Mean time to death from symptom onset was 4 months. Symptoms were lateralized to the left hemisphere in 5 patients and to the right hemisphere in two. One patient showed bilateral occipital lobe involvement.

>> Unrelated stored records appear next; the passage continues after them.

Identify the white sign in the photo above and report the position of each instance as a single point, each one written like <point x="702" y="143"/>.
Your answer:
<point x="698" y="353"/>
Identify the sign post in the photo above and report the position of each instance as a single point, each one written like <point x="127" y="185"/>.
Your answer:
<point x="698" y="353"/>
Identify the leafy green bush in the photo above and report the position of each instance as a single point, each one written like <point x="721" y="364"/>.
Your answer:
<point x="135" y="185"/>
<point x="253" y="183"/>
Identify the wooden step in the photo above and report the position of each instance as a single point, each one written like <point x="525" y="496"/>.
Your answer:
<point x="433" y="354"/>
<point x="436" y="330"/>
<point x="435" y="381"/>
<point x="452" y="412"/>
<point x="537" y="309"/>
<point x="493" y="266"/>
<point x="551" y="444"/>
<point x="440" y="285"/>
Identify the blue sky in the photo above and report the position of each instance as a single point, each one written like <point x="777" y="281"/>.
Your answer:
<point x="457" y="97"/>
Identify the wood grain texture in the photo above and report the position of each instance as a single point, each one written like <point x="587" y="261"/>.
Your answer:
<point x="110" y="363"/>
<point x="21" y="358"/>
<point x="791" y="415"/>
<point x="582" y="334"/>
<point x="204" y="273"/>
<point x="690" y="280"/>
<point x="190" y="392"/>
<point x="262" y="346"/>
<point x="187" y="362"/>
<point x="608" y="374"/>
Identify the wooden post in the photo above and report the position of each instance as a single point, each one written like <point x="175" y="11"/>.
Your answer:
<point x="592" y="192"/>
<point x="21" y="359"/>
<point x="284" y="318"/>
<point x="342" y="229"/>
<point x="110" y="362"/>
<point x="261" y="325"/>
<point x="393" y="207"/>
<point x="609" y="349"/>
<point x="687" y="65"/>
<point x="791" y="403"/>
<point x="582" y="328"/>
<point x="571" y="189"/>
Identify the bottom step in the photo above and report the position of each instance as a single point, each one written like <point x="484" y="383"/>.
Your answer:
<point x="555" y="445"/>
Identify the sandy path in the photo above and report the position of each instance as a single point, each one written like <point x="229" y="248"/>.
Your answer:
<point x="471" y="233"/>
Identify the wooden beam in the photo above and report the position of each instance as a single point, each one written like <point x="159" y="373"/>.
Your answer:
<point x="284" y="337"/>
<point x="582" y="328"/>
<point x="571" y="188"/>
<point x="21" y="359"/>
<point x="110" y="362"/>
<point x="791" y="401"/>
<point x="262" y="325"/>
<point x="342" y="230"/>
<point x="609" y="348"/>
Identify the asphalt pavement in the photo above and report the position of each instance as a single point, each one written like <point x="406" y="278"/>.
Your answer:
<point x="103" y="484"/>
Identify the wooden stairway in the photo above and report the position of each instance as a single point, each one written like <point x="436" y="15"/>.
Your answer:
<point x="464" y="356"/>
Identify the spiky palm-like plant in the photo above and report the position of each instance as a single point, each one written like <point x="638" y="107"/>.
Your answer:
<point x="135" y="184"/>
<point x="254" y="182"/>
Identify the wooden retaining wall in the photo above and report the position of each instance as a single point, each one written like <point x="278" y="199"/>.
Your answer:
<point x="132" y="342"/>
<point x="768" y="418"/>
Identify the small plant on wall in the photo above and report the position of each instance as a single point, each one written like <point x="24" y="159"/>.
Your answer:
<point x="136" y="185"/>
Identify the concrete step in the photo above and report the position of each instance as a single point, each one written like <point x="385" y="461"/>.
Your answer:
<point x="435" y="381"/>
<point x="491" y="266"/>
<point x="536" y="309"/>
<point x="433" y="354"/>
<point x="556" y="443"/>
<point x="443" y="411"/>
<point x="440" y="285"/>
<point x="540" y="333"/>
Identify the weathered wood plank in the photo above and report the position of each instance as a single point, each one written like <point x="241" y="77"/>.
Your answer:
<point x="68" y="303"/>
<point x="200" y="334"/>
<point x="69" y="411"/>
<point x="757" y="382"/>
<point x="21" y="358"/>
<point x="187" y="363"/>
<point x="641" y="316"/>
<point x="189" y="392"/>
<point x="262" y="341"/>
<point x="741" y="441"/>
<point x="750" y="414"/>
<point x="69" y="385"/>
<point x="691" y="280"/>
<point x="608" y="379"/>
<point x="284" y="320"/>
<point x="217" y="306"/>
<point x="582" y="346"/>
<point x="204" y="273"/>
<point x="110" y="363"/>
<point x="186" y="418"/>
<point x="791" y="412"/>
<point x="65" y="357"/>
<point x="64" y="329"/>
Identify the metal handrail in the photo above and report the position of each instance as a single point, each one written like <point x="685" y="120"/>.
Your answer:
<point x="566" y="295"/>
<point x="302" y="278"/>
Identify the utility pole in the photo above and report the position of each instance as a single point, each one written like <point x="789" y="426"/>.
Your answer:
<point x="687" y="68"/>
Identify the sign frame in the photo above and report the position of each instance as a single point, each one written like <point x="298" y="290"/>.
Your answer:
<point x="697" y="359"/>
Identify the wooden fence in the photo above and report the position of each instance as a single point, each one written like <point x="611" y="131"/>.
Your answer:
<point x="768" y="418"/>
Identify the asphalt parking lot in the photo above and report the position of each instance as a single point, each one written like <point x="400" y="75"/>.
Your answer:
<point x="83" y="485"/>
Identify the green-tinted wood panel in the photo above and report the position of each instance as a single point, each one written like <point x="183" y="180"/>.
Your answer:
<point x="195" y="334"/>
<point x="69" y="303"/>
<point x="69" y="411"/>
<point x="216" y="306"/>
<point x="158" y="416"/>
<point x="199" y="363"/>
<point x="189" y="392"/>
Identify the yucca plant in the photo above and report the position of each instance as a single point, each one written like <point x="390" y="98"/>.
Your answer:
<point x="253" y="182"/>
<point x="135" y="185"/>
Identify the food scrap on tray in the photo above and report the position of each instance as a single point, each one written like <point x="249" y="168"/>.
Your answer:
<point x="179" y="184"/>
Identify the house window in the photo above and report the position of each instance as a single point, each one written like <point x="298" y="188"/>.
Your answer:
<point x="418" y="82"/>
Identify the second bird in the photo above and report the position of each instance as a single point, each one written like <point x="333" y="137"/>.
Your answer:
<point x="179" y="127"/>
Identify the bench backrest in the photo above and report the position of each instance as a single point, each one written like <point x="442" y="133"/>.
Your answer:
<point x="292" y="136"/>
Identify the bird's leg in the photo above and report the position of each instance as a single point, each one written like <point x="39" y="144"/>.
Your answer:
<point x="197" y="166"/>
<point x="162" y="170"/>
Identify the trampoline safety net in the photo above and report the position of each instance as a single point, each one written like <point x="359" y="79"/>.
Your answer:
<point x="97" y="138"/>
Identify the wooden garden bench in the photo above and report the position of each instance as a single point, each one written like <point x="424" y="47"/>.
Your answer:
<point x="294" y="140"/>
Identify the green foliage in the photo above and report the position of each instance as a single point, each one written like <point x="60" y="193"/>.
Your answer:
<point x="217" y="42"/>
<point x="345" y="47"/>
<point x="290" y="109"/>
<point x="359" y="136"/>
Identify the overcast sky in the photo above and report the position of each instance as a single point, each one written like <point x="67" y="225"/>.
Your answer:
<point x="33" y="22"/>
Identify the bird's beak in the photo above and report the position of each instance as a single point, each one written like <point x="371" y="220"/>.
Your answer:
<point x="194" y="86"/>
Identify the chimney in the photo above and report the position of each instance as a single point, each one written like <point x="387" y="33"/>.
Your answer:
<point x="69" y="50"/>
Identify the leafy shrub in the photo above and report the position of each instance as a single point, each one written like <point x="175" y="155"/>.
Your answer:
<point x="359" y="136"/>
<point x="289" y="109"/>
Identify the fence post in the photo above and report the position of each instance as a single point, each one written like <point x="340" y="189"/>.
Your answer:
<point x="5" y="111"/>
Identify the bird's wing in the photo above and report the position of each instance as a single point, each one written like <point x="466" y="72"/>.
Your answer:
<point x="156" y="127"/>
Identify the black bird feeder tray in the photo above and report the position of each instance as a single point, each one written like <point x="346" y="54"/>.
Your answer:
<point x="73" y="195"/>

In all patients, the EEG showed lateralized or focal periodic sharp waves that colocalized with clinical cerebral dysfunction. FLAIR MRI images revealed increased signal in the cortical ribbon and deep gray matter corresponding to the lateralized clinical and EEG findings in 7 patients. The other patient had bilateral occipital increased signal on FLAIR MRI.
CJD may present with lateralized or focal cortical syndromes with colocalizing EEG and MRI findings. With the appropriate clinical history and laboratory evaluation, the corresponding areas of increased signal on FLAIR MRI provide supportive evidence of the disease.
CJD can sometimes present with more focal or lateralized clinical findings, and the colocalizing EEG and MRI findings can help make or confirm the diagnosis of CJD.
克雅氏病(CJD)是一种快速进展的致命性朊病毒病,具有痴呆、运动功能障碍和肌阵挛等典型临床症状,以及双侧同步周期性锐波等特征性脑电图(EEG)表现。弥散加权和液体衰减反转恢复(FLAIR)磁共振成像(MRI)技术在神经影像学方面的进展显示出在CJD无创诊断中的应用前景。本系列研究阐述了8例(7例男性和1例55至73岁女性)CJD患者的临床、脑电图及MRI FLAIR序列异常的定位与局灶性表现之间的相关性。
确定了梅奥诊所评估的8例患者的病例系列,这些患者在1996年至1999年间有快速进展的定位或局灶性神经功能障碍病史,且实验室检查结果与CJD相符。所有患者均进行了脑电图、头部FLAIR序列MRI及脑脊液检查。
从症状出现到死亡的平均时间为4个月。5例患者症状定位于左半球,2例定位于右半球。1例患者表现为双侧枕叶受累。所有患者的脑电图均显示定位或局灶性周期性锐波,与临床脑功能障碍部位一致。FLAIR MRI图像显示7例患者的皮质带和深部灰质信号增强,与定位的临床和脑电图表现相符。另1例患者FLAIR MRI显示双侧枕叶信号增强。
CJD可能表现为定位或局灶性皮质综合征,脑电图和MRI表现与之相符。结合适当的临床病史和实验室评估,FLAIR MRI上信号增强的相应区域可为该病提供支持性证据。
CJD有时可表现为更具局灶性或定位性的临床症状,脑电图和MRI表现相符有助于CJD的诊断或确诊。